El trayecto para la jornada 13 no era demasiado largo. Nos dirigíamos hacia el pequeño asentamiento vezo de Salary, también situado sobre la playa interminable. A un kilómetro al norte de esa aldea, estaba el hotel Salary Bay que, según la información de que disponíamos, era aun mejor que el Laguna Blu. Llegamos
y, en mi opinión, el lugar no era ni de lejos tan bonito.

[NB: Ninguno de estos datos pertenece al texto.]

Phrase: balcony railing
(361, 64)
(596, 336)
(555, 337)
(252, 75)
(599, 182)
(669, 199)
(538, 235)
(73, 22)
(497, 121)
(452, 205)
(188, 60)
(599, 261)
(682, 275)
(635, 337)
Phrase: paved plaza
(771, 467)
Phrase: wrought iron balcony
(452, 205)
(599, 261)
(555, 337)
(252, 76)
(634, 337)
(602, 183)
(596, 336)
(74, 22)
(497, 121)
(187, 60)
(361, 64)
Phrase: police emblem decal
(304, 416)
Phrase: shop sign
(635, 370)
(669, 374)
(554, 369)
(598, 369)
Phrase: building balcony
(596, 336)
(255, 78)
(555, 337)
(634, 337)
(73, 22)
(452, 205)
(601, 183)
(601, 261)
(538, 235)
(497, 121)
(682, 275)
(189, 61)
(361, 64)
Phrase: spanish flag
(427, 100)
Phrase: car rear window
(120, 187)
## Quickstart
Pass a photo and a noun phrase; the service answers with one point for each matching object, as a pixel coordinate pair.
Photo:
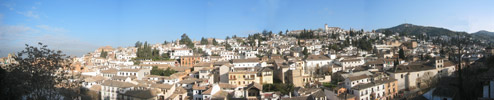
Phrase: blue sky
(78, 27)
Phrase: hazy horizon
(79, 27)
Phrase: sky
(78, 27)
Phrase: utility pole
(460, 80)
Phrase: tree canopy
(186, 41)
(39, 73)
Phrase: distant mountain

Estaba bien, pero no tenía los detalles tan cuidados
como el otro. Lo llevaba una señora francesa mayor, un tanto bruta, pero
eficiente, y era también de bungalows y con un buen restaurante. El típico
modelo de resort turístico que parecía funcionar en la zona. Habíamos reservado
aquí dos noches, para dedicar el día decimocuarto a otro de los puntos fuertes
del viaje, que ya les detallo en la entrega siguiente.
Les
contaré, para cerrar, que hace unos días recogí un papelito del buzón de
correos. Era la tarjeta censal. Y mi pensamiento automático inconsciente fue: –Pero si ya
hemos votado... Sí, estoy de acuerdo con ustedes, esto es una mierda, pero habrá
que votar de nuevo, digo yo, y tenemos que ir pensando a quién. ¡Ay! ¡Yo me quiero volver a Madagascar! Que tengan ustedes una buena semana.